# Removing/Covering up already printed tags



## akumaevolution (Dec 14, 2011)

Quick question.

I am planning to retag shirts that already has a printed tags on them. I am rebranding my shirts with a new brand name, and is trying to get rid of the old printed tags. I am thinking of getting cloth like or woven tags and sew it on where the old printed tag used to be. Any of you know if there is some *cloth like label* out there? I know Abercrombie uses them but I don't know what they're call. Do you think it would work if we sew around the old printed tag on tshirts? Thanks.


----------



## splathead (Dec 4, 2005)

Yes, it would work. Try www.bcilabels.com | Clothing Labels | Printed Labels | Custom Woven Labels


----------



## ros74 (Nov 13, 2007)

Abercombie's labels are screen printed in a soft thin natural cotton. You could also do woven tags which in some cases can be better looking and more inexpensive than the ones printed in natural cotton. 

Covering the old tag in this manner is a great way to great branding, especially because of the bold nature of it.

Update this thread with pictures to see the final product


----------



## akumaevolution (Dec 14, 2011)

ros74 said:


> Abercombie's labels are screen printed in a soft thin natural cotton. You could also do woven tags which in some cases can be better looking and more inexpensive than the ones printed in natural cotton.
> 
> Covering the old tag in this manner is a great way to great branding, especially because of the bold nature of it.
> 
> Update this thread with pictures to see the final product


Thanks. Yeah I'm in the process of rebranding our products with new labels. I'll update pictures here once we have everything down. Won't be up for awhile though because we need to get our stuff trademark first. Thx guys


----------



## GN (Aug 1, 2011)

are you covering up the abercrombie label?


----------



## akumaevolution (Dec 14, 2011)

GN said:


> are you covering up the abercrombie label?
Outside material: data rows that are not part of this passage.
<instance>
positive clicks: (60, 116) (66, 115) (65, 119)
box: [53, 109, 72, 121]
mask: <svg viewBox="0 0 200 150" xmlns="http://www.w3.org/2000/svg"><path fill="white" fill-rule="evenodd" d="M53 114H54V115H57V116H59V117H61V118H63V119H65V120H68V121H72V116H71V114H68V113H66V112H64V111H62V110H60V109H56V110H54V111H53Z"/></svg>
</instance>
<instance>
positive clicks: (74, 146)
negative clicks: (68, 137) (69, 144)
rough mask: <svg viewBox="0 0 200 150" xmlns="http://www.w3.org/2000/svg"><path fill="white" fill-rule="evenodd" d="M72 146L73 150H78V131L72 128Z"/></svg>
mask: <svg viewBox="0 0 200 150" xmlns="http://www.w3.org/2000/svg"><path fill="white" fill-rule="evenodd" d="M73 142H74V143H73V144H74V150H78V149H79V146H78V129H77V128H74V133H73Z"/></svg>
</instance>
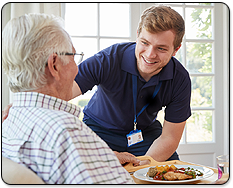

No, we originally had our logo tags printed on shirts. But we are told to change our clothing brand name because we did not realize that someone else had trademarked it already. Therefore, we have to retag all our already printed logo on shirts with new tags. It sucks because we built a good fan base with our old name and now we have to rebrand ourselves with a new name. We gonna sew over the old printed tag with new woven tags.


----------



## GN (Aug 1, 2011)

ohhh well that makes sense. Sucks, but makes sense. Smarter to do it that way instead of losing all those shirts as well.


----------



## megaCombo (May 21, 2009)

I got somewhat of the same problem.

I ordered some hanes beefy. a Few dozen, not many. Now I'm trying to figure out the best cost effective way to hide them.

Was thinking of just finding a label maker and sewing over it. I'm not sure if its costly but seems the best choice right now for us.

Any help on this would be great as I am too looking for a cost effective way to deal with this.

Or a cheap tag mfg.

thanks

b


----------



## VICEREVERSA (Apr 24, 2012)

good info, thanks everyone


----------



## CarolinaSwagger (Jul 6, 2012)

Im using IBS shirts and Im selling out of the trunk. I dont really dont have the money to rebrand the shirts. How necessary is it that I get my own labels before I try to get it in local shops?


----------



## splathead (Dec 4, 2005)

CarolinaSwagger said:


> Im using IBS shirts and Im selling out of the trunk. I dont really dont have the money to rebrand the shirts. How necessary is it that I get my own labels before I try to get it in local shops?


It's all about brand recognition. 3 months from now when your buyer realizes this is the best shirt they've ever worn, you want them to know where they can get more.


----------



## CarolinaSwagger (Jul 6, 2012)

I get that my problem is I live in a tiny town surrounded by tiny town and everybody is related to me. NO SUPPORT. I got to get my product out past this area. but with sales being what they are just cant spend the loot on relabeling. I did get a shopping cart on facebook and sold some but I dont know what people really think when it doesnt have my company label in it


----------



## anestval (Nov 22, 2011)

Hello hello,

I just would like to know where are you getting the IBS from. We are in Miami area.
Thankful.


----------



## CarolinaSwagger (Jul 6, 2012)

I get them from IBS


----------